“While the ACCC cannot set or regulate interest rates or fees charged by banks and credit unions, it does maintain an informal oversight of bank fees and charges,” or so says the ACCC. But it’s so informal that it seems to miss a rip-off measured in billions of dollars.

Australia’s banks jealously guard the details of their ballooning fee income and with good reason: they stand to be embarrassed and very vulnerable if details of the not-guite-illegal penalty fees become public.

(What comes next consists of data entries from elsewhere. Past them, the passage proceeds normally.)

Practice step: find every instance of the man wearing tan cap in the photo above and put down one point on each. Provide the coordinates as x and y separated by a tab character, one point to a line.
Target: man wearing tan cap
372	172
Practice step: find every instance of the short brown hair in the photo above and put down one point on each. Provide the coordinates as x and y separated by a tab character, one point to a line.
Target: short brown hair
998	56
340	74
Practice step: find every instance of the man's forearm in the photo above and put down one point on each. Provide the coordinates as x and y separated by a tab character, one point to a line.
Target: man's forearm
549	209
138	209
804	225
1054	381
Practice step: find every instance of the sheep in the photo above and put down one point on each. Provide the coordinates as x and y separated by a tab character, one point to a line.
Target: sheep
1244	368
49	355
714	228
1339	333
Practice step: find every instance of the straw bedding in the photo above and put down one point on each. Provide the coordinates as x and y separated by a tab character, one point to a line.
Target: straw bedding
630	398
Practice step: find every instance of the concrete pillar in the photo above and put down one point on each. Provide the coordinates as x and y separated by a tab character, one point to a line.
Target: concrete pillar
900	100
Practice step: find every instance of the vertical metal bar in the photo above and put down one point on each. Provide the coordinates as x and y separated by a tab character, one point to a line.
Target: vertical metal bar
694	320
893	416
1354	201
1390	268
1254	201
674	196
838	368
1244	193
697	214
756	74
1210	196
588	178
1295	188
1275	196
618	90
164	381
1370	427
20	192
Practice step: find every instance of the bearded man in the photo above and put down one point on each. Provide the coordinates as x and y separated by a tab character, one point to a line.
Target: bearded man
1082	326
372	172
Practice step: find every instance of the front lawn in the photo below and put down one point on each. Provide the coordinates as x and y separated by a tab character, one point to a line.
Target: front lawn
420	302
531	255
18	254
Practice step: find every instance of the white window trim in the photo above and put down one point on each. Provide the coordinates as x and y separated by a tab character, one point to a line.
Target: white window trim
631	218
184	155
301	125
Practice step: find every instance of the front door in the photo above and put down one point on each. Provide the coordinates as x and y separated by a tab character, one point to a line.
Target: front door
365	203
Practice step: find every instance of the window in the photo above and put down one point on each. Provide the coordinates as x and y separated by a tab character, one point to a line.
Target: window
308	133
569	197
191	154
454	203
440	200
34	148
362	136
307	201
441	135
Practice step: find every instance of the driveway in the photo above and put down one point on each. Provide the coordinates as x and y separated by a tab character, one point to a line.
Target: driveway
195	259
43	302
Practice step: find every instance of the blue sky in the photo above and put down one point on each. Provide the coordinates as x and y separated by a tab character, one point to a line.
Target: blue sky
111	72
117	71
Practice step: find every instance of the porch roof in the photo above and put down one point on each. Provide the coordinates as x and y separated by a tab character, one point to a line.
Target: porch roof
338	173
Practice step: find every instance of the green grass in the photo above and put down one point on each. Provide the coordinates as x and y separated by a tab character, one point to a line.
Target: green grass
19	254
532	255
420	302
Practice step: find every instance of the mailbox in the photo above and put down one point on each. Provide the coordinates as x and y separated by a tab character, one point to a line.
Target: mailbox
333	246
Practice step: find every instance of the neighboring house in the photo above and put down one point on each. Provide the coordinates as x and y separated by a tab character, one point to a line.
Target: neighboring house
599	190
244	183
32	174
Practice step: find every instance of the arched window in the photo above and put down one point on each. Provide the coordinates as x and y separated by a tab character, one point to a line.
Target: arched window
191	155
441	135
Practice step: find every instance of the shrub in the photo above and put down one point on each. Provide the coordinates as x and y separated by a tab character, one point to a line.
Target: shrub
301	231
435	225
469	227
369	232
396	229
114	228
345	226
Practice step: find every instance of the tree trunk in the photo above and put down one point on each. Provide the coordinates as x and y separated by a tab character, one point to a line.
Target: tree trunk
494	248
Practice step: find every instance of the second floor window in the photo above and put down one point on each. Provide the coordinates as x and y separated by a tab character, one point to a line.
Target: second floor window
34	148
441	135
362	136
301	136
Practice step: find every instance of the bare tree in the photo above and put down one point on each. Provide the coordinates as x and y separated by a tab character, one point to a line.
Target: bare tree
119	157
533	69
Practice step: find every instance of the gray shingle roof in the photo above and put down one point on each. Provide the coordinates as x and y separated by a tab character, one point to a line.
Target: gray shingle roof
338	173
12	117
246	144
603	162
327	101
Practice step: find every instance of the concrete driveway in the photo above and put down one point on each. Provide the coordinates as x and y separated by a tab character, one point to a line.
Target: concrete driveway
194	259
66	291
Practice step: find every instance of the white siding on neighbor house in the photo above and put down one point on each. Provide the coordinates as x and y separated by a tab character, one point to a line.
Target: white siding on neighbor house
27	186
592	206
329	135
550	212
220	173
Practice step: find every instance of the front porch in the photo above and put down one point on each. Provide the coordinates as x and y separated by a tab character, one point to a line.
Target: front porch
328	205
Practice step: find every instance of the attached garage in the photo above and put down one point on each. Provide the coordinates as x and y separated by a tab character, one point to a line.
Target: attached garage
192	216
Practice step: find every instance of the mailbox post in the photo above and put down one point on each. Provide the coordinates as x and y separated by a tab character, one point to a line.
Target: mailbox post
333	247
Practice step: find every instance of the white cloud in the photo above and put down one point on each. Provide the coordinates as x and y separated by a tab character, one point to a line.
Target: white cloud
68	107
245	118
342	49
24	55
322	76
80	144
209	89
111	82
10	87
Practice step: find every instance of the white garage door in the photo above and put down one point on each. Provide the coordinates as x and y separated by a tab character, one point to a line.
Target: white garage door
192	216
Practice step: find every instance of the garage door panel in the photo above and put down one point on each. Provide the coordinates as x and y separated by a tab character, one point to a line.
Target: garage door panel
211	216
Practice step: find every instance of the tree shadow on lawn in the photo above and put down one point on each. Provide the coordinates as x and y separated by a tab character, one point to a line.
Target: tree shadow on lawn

The Independent overnight published an estimate by Credit Suisse analysts that British banks could be forced to refund 7.2 million quid in “illegal penalty fees” if the Office of Fair Trade rules against them. Reports Saeed Shah:

In the first authoritative study of the charges, banking analysts at Credit Suisse have calculated that high street banks rake in £1.2bn a year from penalty charges. The news will fuel a customer revolt that has taken the banking sector by storm.

Under consumer law, customers are entitled to claim retrospective refunds going back six years if banks are judged to have imposed illegitimate charges on their accounts.

Last year the OFT slashed UK credit card penalty fees to a maximum of 12 pound – about a third of what the banks were charging. If the OFT orders a similar reduction in other bank penalty fees, UK banks are facing an expensive payout.

The UK population is three times Australia’s. It’s rough figuring, but for the sake of the example let’s assume the average Brit runs a little over on his or her overdraft and forgets to pay on time as much as the average Aussie. Let’s also just turn pounds into dollars on a one-for-one basis as the fees seem to be remarkably similar numbers.